Setiap kali saya sendirian di kampus, yang saya pikirkan adalah bagaimana keadaan ibu saya, apakah sekarang beliau ada di rumah dan lain-lain, mungkin ini kerugian besar anak pertama, cenderung lebih manja. Sebenarnya saya menyesal sekali telah merasa sebal setiap ibu saya mengomeli saya, tapi entah kenapa hal itu selalu terulang keesokan harinya. Harapan saya sesungguhnya untuk ibu saya adalah melihat beliau tenang di surga, terdengar kurang ajar memang, tapi saya selalu dibayangi pikiran menakutkan mengenai bagaimana cara-cara beliau untuk menghadapi kematian, bahkan ketika beliau sakit sedikit saja saya khawatir luar biasa yang amat menyiksa hati, tidak ketika ayah saya yang sakit, saya cenderung menjauhinya karena beliau mudah sekali naik darah, apalagi sakit yang sering dideritanya adalah sakit gigi. Pernah suatu kali ibu saya bercerita ia mimpi aneh tentang ruhnya yang ditarik sampai hampir meninggalkan raganya dan tidak terasa apapun selain kedamaian waktu itu, ibu saya marah karena saya terlihat senang mendengar cerita tersebut.
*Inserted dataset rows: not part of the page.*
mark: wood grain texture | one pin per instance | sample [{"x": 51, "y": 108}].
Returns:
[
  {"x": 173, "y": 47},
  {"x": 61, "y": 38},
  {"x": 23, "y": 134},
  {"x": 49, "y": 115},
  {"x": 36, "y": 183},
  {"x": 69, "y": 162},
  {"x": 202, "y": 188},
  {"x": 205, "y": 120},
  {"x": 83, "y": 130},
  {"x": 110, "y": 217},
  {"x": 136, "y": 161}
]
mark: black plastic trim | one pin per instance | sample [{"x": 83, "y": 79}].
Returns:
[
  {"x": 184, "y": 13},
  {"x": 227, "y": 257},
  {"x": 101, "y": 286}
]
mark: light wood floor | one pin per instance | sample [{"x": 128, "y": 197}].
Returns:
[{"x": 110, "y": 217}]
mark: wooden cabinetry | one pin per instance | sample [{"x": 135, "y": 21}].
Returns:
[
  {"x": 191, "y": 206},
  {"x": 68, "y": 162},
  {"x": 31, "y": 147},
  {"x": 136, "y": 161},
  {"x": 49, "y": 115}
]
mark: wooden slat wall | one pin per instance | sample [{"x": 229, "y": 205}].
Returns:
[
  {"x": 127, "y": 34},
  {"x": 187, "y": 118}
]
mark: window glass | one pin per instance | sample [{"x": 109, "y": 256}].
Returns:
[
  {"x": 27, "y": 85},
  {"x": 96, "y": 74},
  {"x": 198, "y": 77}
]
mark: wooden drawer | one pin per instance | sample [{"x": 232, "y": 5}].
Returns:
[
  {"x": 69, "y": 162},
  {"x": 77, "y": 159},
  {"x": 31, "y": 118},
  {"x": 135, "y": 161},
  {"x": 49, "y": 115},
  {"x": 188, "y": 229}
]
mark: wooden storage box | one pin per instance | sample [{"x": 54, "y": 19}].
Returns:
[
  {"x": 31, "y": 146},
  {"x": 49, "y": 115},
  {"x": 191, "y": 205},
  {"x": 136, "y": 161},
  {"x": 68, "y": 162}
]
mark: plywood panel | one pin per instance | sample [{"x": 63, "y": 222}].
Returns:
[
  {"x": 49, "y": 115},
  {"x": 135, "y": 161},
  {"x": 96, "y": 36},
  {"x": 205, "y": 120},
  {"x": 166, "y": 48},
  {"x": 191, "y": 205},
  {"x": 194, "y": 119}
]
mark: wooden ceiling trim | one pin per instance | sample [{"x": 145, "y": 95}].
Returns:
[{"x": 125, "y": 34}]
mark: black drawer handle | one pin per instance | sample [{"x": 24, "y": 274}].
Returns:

Yang saya pikirkan waktu itu adalah betapa bahagianya ibu saya meninggal dalam keadaan seperti itu, berarti Ibu saya dicintai oleh Allah Swt, dan ibu saya pasti sudah sangat bahagia di surga, karena saya tahu bahwa kematian pasti akan datang, dan saya ingin yang terbaik untuk kedua orang tua saya, bahkan dalam doa saya, saya sudah berkata bahwa saya tidak akan sedih dan malah bahagia apabila kematian ibu dan ayah saya begitu damai sehingga menjadi petunjuk bahwa mereka adalah calon-calon penghuni surga.
Ibu saya adalah ibu yang luar biasa, setiap hari bekerja sekaligus mendidik anak-anaknya tanpa mengenal lelah, kasih sayang beliau amat terasa, walaupun beliau sedang marah sekalipun. Sedangkan ayah saya adalah ayah yang sangat bijaksana, walaupun kemarahan ayah saya sering dibenci oleh kami, tapi beliau tanpa menyerah selalu berusaha mengubah pribadi kami menjadi pribadi yang lebih baik. Bahkan beliau mengekang dirinya sendiri dalam keramaian yang sangat disukainya demi keluarganya. Saya tidak yakin saya dapat 100% membahagiakan mereka berdua karena saya tidak "membumi". Ketika kedua orang tua saya ingin melihat saya hidup lama dan sukses berkeluarga, saya malah ingin cepat mati karena tidak ingin melihat mereka meninggal duluan dan tidak ingin membentuk tanggung jawab baru selama berpuluh-puluh tahun lamanya karena memiliki istri dan anak, seperti yang dilakukan kedua orang tua saya. Saya harap kedua orang tua saya bisa saya bahagiakan dengan cara yang berbeda dari yang mereka harapkan, seperti mereka membahagiakan saya dengan cara berbeda dengan apa yang saya inginkan, karena saya tahu kebahagiaan berbeda itulah yang akan lebih manis nantinya.